Koronavirüs ile mücadele tüm dünyada hız kesmeden devam ediyor. Bir yandan aşılama uygulamaları artarken bir yandan da vakaların seyrine göre kısıtlamalar hafifletiliyor. Uzun süredir hayatımızda yer alan bu hastalık, sadece virüsün enfekte olduğu kişiyi değil hemen hemen herkesi etkiliyor. Bu durum yapılan araştırmalarla da net bir şekilde gözler önüne seriliyor.

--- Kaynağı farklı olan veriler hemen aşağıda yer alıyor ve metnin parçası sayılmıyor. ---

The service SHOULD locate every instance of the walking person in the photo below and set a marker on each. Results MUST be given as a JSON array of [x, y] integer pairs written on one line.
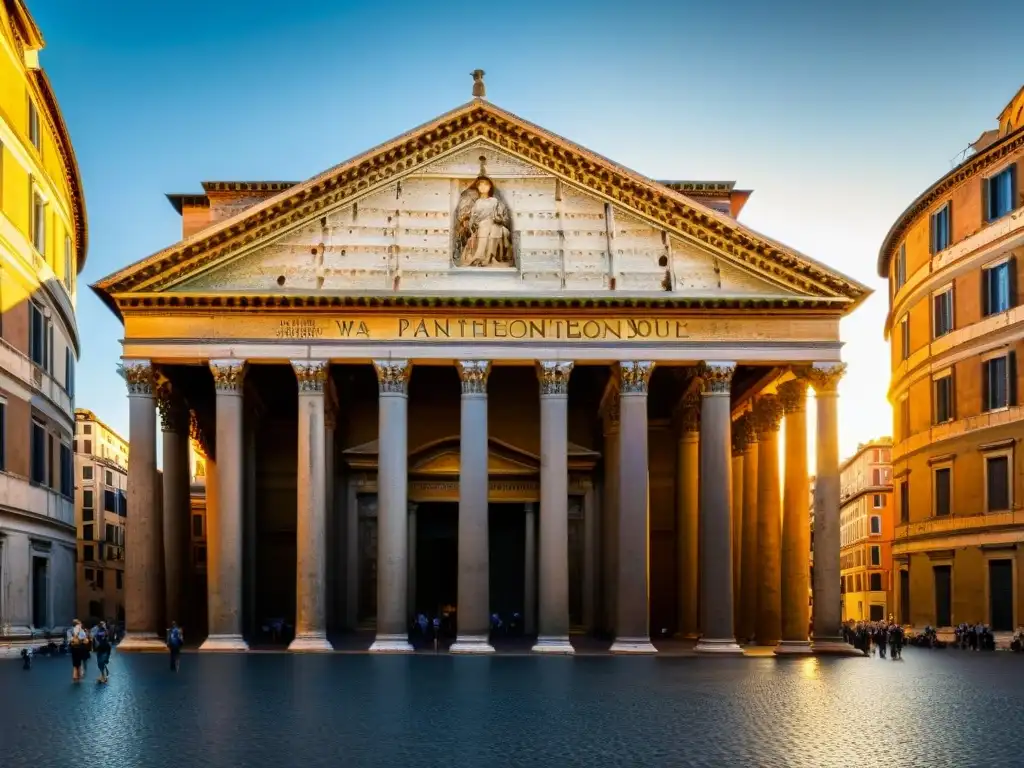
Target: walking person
[[175, 639], [101, 644]]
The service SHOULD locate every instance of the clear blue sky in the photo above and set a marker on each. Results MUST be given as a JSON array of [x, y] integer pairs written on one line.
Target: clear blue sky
[[836, 117]]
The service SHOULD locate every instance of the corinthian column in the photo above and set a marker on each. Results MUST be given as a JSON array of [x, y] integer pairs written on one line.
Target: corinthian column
[[174, 419], [553, 625], [749, 573], [796, 525], [224, 591], [768, 412], [143, 527], [687, 515], [310, 538], [716, 531], [474, 586], [392, 508], [827, 612], [632, 625]]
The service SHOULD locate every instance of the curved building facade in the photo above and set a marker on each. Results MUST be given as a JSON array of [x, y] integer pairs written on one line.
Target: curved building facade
[[42, 249], [956, 331]]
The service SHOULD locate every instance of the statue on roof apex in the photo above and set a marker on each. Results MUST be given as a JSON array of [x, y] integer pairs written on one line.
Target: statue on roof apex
[[479, 89]]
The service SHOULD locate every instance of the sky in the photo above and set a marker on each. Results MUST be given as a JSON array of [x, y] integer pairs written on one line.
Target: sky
[[836, 117]]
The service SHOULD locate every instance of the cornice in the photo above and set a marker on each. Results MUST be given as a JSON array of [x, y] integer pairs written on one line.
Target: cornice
[[479, 120], [970, 168]]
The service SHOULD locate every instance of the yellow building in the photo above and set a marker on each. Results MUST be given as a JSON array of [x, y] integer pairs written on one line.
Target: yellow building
[[956, 326], [100, 506], [42, 249], [866, 531]]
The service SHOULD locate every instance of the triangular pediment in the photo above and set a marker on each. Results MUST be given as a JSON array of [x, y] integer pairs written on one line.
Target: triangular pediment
[[399, 219]]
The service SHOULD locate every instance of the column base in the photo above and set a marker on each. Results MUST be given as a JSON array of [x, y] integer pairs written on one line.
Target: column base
[[472, 644], [636, 645], [141, 641], [719, 646], [553, 645], [835, 646], [793, 648], [313, 642], [391, 644], [219, 643]]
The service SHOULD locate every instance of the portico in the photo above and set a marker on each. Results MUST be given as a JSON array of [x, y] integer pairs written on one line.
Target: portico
[[570, 399]]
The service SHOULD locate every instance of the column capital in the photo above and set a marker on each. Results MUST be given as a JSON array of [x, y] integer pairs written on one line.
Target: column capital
[[634, 376], [554, 376], [793, 393], [311, 375], [474, 376], [138, 376], [392, 376], [824, 377], [768, 414], [717, 377], [227, 375]]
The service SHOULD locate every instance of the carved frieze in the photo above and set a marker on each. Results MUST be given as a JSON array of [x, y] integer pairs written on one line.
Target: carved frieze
[[554, 376], [392, 376], [474, 376]]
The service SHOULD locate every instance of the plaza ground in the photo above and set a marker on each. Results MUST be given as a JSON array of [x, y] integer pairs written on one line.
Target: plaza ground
[[935, 708]]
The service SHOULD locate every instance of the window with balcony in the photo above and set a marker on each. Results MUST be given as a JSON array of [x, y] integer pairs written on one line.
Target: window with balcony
[[1000, 193], [942, 396], [942, 312], [940, 229], [943, 491], [998, 381], [997, 489], [998, 287]]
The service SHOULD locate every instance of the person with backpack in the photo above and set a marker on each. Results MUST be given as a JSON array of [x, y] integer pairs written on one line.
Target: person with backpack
[[175, 639], [101, 645]]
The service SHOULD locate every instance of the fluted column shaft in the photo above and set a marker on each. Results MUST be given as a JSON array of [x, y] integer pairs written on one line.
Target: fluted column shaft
[[716, 528], [827, 612], [310, 539], [474, 577], [768, 629], [224, 591], [632, 624], [796, 523], [143, 527], [392, 508], [553, 617]]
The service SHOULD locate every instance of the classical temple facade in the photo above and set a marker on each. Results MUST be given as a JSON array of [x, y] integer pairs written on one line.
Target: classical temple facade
[[480, 369]]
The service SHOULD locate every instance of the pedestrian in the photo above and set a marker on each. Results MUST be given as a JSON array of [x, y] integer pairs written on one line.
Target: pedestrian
[[77, 639], [175, 639], [101, 644]]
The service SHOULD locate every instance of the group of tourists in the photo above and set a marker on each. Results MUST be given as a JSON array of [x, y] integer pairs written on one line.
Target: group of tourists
[[871, 637]]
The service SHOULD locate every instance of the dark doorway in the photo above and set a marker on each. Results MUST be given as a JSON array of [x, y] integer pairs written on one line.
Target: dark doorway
[[943, 595], [436, 558], [1000, 595], [507, 532], [904, 597]]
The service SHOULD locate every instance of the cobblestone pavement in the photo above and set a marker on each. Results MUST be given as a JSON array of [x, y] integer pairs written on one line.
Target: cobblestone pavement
[[942, 708]]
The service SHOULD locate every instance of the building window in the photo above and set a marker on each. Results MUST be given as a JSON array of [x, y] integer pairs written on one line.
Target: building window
[[943, 487], [38, 448], [998, 287], [998, 382], [942, 312], [900, 270], [1000, 193], [942, 393], [997, 482], [940, 229]]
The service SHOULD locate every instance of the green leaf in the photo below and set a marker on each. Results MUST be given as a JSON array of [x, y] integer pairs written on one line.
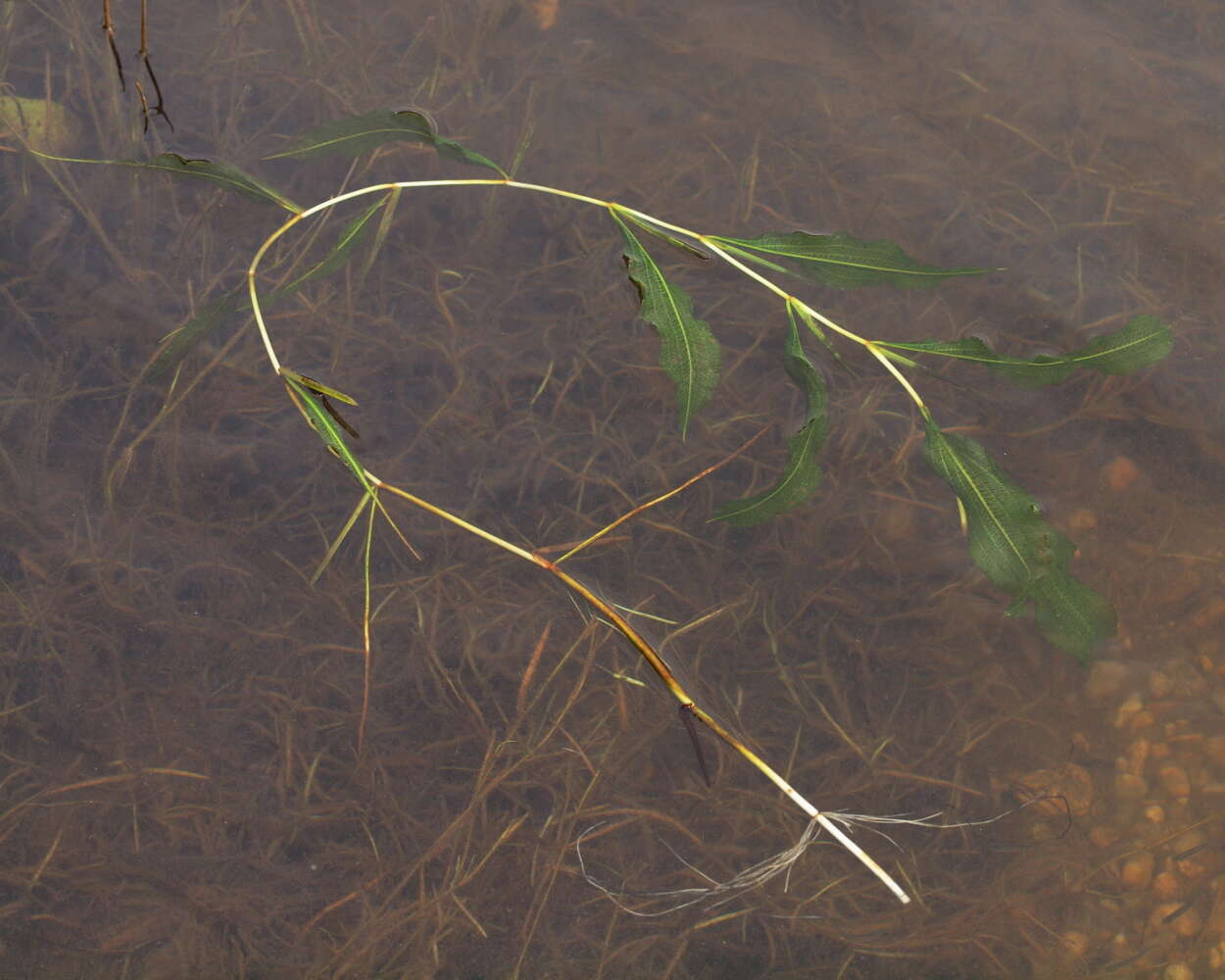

Nitekim The Lancet'ta yayımlanan rapora göre, 2020 yılında dünya genelinde salgın ile bağlantılı olarak 52 milyon kişinin depresyon, 76 milyon kişinin de kaygı bozukluğu olarak da adlandırılan anksiyete geçirdiği tahmin ediliyor.
Kaygılar Korkularımızın Daha Az Dozudur
Çağın getirdikleri ve sosyo- ekonomik şartlardan dolayı zaten zor bir süreç yaşadığımızı dile getiren Bilinçaltı Uzmanı Lily Lale Yılmaz, “ Bir de bu duruma kişilerin yaşamını tehdit eden koronavirüs süreci eklenince korkularımız daha da arttı. İnsanlar bu dönemde daha çok yalnızlaştı ve öze dönüş derinden hissedildi. Tüm bunlar kişide birer yük oluştururken bu duygu durumu ruhsal sorunlar ile kendini dışa vurdu. Kaygı dediğimizde korkunun daha az dozu aklımıza gelir. Bu duygular bilinçaltında oluşuyor ve orada yaşıyor. Dolayısıyla korktuğumuzda bilinçaltımızdaki korkular tetiklenirken daha az olan korkularımız artık bizi yönetmeye başlıyor. Burada iyi yönde bir yönetimden bahsetmiyoruz. Korkan insan hata yapar, yavaş yavaş hayattan kopar. Dışa verilecek tepkiler korkunun cinsiyle ilgilidir. Evet, bilinçaltımızdaki korkuların beslenmesi ve büyümesi durumunda onların bizi yönetmesi ki bu çok yanlış bir olaydır. Mesela çok korkan bir insan evden dışarı çıkamamaya başlar. Dışarı çıkamaması demek dışarıdaki akışı kaçırması demek. Bizler sosyal varlıklarız, ev içinde doğup büyüyüp yaşamak için yaratılmadık. Toplumdan uzaklaşan insanlarda da bir takım ruhsal sağlık sıkıntıları görülebilir. Bu durumun çözümü ise yine bilinçaltımızda yer alıyor” ifadelerini kullandı.